Hummel noted that scaling his RAG deployment introduced significant challenges around infrastructure complexity, iteration velocity and rising costs.
“Knowing the benchmarks and expectations in terms of performance and accuracy helps our team be predictive in our scaling calculations,” Hummel said. “To be frank, there weren’t a ton of frameworks for setting benchmarks on these attributes; we relied heavily on user feedback, which was sometimes objective and did translate to success at scale.”

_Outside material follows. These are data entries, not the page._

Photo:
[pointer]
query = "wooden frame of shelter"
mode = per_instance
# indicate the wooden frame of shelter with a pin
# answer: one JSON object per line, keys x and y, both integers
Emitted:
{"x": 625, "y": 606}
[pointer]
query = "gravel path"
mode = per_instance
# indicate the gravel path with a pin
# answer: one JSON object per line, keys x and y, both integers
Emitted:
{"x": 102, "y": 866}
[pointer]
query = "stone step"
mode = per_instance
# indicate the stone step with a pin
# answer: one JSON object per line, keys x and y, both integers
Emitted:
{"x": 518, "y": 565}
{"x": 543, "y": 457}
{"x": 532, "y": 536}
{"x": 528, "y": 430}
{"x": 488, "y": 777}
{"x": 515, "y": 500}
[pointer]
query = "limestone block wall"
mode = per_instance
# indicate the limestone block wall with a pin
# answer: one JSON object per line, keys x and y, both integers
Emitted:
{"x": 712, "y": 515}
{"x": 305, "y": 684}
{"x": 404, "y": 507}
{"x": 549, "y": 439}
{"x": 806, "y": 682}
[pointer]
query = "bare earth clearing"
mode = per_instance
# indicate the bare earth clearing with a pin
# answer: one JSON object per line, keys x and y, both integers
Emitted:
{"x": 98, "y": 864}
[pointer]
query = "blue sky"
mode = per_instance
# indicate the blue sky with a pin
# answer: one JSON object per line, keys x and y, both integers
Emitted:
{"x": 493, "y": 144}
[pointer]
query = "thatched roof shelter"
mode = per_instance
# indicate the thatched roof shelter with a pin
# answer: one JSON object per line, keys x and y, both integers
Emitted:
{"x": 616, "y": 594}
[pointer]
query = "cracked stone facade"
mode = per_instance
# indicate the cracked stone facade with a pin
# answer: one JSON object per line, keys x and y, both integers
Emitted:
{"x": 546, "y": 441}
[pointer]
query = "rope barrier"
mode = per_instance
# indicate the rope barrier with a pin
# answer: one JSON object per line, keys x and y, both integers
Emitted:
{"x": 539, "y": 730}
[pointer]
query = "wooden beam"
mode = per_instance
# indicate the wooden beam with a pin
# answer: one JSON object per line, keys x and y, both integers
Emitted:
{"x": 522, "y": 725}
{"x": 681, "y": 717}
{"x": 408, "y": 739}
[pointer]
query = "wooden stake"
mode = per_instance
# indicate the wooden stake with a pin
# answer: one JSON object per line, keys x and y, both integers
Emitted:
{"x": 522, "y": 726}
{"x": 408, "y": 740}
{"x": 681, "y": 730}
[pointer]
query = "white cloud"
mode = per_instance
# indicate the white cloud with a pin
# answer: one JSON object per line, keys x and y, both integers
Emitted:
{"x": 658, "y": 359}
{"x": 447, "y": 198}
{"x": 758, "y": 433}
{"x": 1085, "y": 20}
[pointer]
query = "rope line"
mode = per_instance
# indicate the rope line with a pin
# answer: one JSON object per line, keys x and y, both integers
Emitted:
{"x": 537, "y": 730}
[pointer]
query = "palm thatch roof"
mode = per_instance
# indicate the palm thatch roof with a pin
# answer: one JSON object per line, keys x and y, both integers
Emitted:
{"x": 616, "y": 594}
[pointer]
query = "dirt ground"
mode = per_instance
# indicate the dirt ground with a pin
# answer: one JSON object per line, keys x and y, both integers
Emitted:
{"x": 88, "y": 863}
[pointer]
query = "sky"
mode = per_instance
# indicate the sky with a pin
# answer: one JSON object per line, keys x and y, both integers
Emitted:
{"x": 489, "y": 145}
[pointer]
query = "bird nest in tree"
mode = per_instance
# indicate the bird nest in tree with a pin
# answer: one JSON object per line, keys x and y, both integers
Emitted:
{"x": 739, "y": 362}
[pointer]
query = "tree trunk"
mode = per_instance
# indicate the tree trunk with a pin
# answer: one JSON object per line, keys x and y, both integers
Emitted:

From measurement to optimization: Practical applications for RAG implementers
For technical decision-makers, Open RAG Eval can help answer crucial questions about RAG deployment and configuration:
- Whether to use fixed token chunking or semantic chunking
- Whether to use hybrid or vector search, and what values to use for lambda in hybrid search
- Which LLM to use and how to optimize RAG prompts
- What thresholds to use for hallucination detection and correction
In practice, organizations can establish baseline scores for their existing RAG systems, make targeted configuration changes, and measure the resulting improvement. This iterative approach replaces guesswork with data-driven optimization.
While this initial release focuses on measurement, the roadmap includes optimization capabilities that could automatically suggest configuration improvements based on evaluation results. Future versions might also incorporate cost metrics to help organizations balance performance against operational expenses.
For enterprises looking to lead in AI adoption, Open RAG Eval means they can implement a scientific approach to evaluation rather than relying on subjective assessments or vendor claims. For those earlier in their AI journey, it provides a structured way to approach evaluation from the beginning, potentially avoiding costly missteps as they build out their RAG infrastructure.